The military officer confirmation process introduces a second constraint. Rapid installation of new four-star officers in restructured commands still requires Senate confirmation. That process is not easily accelerated, and a Senate that declines to confirm a nominee can effectively block a key appointment regardless of what the executive branch intends.
For Congress
The FY2026 NDAA added a notification requirement with direct relevance to the current moment. Under the amended 10 U.S.C. §§151 and 164(a), the President must notify Congress within five days of removing or transferring a member of the Joint Chiefs of Staff or a combatant commander, along with a statement of reasons.
The report lays out additional options Congress could consider: specifying tour durations for combatant commanders, requiring particular assignment histories for nominees, establishing service rotation requirements for combatant command assignments, or requiring presidential reports to Congress on certain GFO assignments outside the standard framework.
For the Public
The practical question is whether the military's senior leadership structure, built over decades of statutory accretion and executive practice, can be reshaped quickly without degrading the institutional knowledge and coalition relationships that GFOs carry. That question does not have a clean answer in the report, which presents both the efficiency arguments and the operational justifications without adjudicating between them.
The Bottom Line
The CRS report arrives as a reference document for a live dispute. The administration has the legal authority to reduce GFO numbers below statutory caps, while Congress has the authority to require notification, confirm or withhold confirmation of nominees, and legislate new constraints on how that reduction proceeds.

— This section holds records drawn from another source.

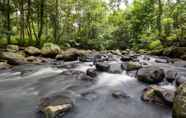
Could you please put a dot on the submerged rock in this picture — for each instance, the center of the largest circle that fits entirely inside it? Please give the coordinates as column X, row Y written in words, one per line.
column 13, row 58
column 102, row 66
column 179, row 105
column 156, row 94
column 92, row 72
column 55, row 106
column 71, row 54
column 115, row 68
column 56, row 111
column 119, row 94
column 171, row 76
column 176, row 52
column 12, row 48
column 79, row 75
column 32, row 51
column 180, row 80
column 50, row 50
column 4, row 65
column 130, row 66
column 151, row 75
column 34, row 60
column 126, row 58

What neither branch has done yet is resolve the fundamental question the report poses: what is the right number of GFOs for the force the United States has today, and what criteria should drive that answer? The final list of positions targeted under Hegseth's directive remains unreleased. Until it is, Congress faces a choice the report describes plainly, whether to await further executive action or to move legislatively to shape the outcome.